RISING from a devastating tragedy, Sonya Ryan, the mother of schoolgirl Carly Ryan who was murdered by an internet predator, has today launched a new personal safety app called Thread.
The Carly Ryan Foundation, partnered with digital engagement specialists KOJO, and with support of the Government of South Australia and Google, developed Thread to help children and teenagers stay connected, deal with unsafe situations online, away from home, and everywhere in between.
After losing her daughter to an internet predator in 2007, who is now serving a life sentence behind bars, Sonya Ryan dedicated her life to educating young people and parents of the dangers of cyber crime.
Speaking at the launch of Thread, she said the app has been developed to ensure the safety of those in our society who are most vulnerable.
"My daughter Carly was groomed by a middle-aged man who posed as a teenage boy online for over 18 months, operating over 200 fake profiles to lure children online. As the first girl in Australia to be murdered by an internet predator it opened up a critical dialogue on the safety of young people both on and offline," Ms Ryan said.
"I am delighted to officially launch Thread nationally, now available free on Google Play and the Apple App Store, to help prevent this type of crime happening to another child.
"The app has been created by digital specialists KOJO, who work across huge commercial brands, the sophistication of the technology ensures its reliability and simplicity of use for both parents and children.
"The reality is that not everyone has the right intentions, with this app we can potentially prevent crimes from happening. If Carly had this technology, the outcome may have been different for her."
At its core, KOJO developed Thread to allow users to check in with their location to show they're ok, start discussions with trusted contacts about online or offline dangers and, in the event of an emergency, send their location while dialling 000.
Thread is pin protected so users can be assured that the communication they receive is genuine.
"If a teenager is at a friend's house or a party and feels unsure of their safety, they can discreetly send their location to their emergency contacts," Ms Ryan said.
Thread provides an immediate connection between that child's location, trusted contacts and emergency services."
Thread has also been flagged for use in domestic violence cases, creating a vital link to support those in potentially dangerous situations.
"What defines us as humans and Australians is how well we rise from such devastating situations," Ms Ryan said.
"Thread ensures we are on our way to really making a difference and as a community able to prevent these horrific crimes from occurring."
Minister for Education and Child Development Susan Close said the South Australian Government was a proud supporter of the work of the Carly Ryan Foundation and that the app provided a valuable resource for children and their parents.
"As a parent, you often feel conflicted about how quickly children grow up, and it can be a particularly daunting transition for both parent and child when children start venturing out alone," Ms Close said.
"Thread helps families and friendship groups to retain a sense of safety and connectedness in spite of any physical separation and, in a time of need, will allow users to send prompt and relevant information to a preferred contact group.
"It provides another layer of care and protection for young people and peace of mind for parents and guardians."

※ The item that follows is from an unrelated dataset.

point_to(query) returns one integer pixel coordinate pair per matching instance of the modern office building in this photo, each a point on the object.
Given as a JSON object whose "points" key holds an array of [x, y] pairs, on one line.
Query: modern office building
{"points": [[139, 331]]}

The Children's eSafety Commissioner, Alastair MacGibbon, commented that technology like Thread is critical to ensuring the safety of the community.
"Thread is a powerful tool that can keep children and the wider community safe, especially those in vulnerable situations, whether it involves meeting a stranger online or family violence. Thank you to Sonya and everyone at the Carly Ryan Foundation for their continuous efforts in this space," Mr MacGibbon said.
Independent Senator for South Australia and long-time supporter of the Carly Ryan Foundation, Nick Xenophon commented that Thread will protect young people from predators.
"Thread enables young people and their families to be safe from predators. If all young people have access to Thread, it will make for a much safer community," he said.
"It's important that every tier of government; state, federal and even local governments, come together to promote this app and the benefits it can have on our community."
KOJO chief strategy officer Stephen Lord, who partnered with the Carly Ryan Foundation to develop Thread, said he was proud to launch this innovative app.
"We've been a supporter of the Carly Ryan Foundation for years and are proud to have developed Thread and now be launching it to the market as a free app that can potentially save lives," he said.
"We focused on how teenagers use technology and created a simple interface where users can quickly and easily communicate with trusted contacts or call for help.
"This technology puts the power in the users hands and allows them to make decisive action immediately.
"It is our hope that parents and their kids talk about what to do in dangerous scenarios and include Thread as part of their action-plan."